Zack passed his proposal defense! Many Congratulations!
His research title is “Micromechanical Studies on Deformation and Fracture Mechanisms of Nanostructured Materials“.
Proposal Abstract: The demand for lightweight, high-strength, and cost-effective transparent materials is growing rapidly, particularly for use in military vehicles, marine vessels, electronics, and sensor systems. Recent progress in the synthesis of transparent nanocrystalline ceramics has positioned them as a superior alternative to traditional glass, primarily due to their outstanding mechanical properties and high temperature stability (no glass transition).
In this study, nanocrystalline magnesium aluminate spinel (NC-MAS) with grain sizes from 3.7 to 80 nm was synthesized using environmentally controlled, pressure-assisted sintering. Nanoindentation measurements revealed a transition from the Hall–Petch to the inverse Hall–Petch regime, which was examined using two representative grain sizes—80 nm and 3.7 nm—chosen to avoid overlap in deformation mechanisms. Electron microscopy showed that the 80 nm material deforms through dislocation activity and grain-boundary decohesion, whereas the 3.7 nm sample exhibited no dislocations and instead deformed through grain-boundary sliding, decohesion, and shear banding. Atomistic simulations confirmed that grain-boundary-mediated plasticity dominates in the inverse Hall–Petch regime, with no dislocation activity or stress-induced grain growth even at large strains.

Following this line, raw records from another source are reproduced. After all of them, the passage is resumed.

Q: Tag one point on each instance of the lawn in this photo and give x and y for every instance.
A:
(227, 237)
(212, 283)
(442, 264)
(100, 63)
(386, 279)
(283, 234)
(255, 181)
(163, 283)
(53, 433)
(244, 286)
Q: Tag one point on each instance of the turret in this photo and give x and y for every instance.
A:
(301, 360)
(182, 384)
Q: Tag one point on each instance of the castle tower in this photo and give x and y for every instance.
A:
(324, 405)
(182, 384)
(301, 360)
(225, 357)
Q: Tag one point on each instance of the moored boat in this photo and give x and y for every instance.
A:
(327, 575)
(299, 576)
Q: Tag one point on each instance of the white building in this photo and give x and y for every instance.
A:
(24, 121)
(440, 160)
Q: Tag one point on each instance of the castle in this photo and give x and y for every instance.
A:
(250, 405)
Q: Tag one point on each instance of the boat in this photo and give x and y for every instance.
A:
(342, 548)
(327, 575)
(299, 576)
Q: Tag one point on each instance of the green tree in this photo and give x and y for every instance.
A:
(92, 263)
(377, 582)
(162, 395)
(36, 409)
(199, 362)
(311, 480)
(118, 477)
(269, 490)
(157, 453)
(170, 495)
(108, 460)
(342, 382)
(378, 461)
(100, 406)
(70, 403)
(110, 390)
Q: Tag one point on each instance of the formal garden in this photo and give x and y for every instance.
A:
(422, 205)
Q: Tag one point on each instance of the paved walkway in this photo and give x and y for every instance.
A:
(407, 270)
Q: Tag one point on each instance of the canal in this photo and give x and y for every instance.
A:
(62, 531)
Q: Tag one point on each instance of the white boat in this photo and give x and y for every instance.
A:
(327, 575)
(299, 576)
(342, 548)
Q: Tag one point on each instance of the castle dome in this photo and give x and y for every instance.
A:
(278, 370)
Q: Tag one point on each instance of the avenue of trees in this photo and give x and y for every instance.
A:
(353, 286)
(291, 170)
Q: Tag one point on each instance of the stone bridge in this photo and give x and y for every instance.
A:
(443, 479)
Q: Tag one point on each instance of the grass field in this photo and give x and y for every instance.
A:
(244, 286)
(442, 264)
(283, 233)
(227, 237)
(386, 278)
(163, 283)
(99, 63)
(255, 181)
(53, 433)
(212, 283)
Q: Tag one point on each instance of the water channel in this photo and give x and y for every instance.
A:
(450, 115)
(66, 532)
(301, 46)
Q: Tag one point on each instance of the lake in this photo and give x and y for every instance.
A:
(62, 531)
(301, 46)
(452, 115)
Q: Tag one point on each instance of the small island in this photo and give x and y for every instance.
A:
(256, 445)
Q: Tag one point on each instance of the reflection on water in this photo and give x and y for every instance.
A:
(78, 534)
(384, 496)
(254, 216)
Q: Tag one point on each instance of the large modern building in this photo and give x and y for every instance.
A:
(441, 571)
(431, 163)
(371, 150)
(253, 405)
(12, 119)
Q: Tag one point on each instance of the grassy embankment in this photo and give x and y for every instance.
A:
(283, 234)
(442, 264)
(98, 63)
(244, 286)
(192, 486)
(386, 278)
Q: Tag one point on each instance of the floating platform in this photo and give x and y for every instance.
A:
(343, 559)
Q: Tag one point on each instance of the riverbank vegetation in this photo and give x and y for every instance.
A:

Because fracture behavior is critical for the performance of ceramic materials, the proposed research aims to determine how grain size and the associated deformation mechanisms influence crack-tip plasticity and fracture toughness in NC-MAS. The future work will integrate micro-cantilever bending, nanopillar compression, advanced electron microscopy, constitutive modeling, and atomistic simulations to uncover how dislocation plasticity and grain-boundary-mediated shear banding alter crack-tip processes and energy dissipation. The resulting framework will not only clarify how grain size governs fracture resistance in NC-MAS but will also extend to other brittle nanostructured materials, enabling predictive models for designing next-generation, damage-tolerant ceramic components.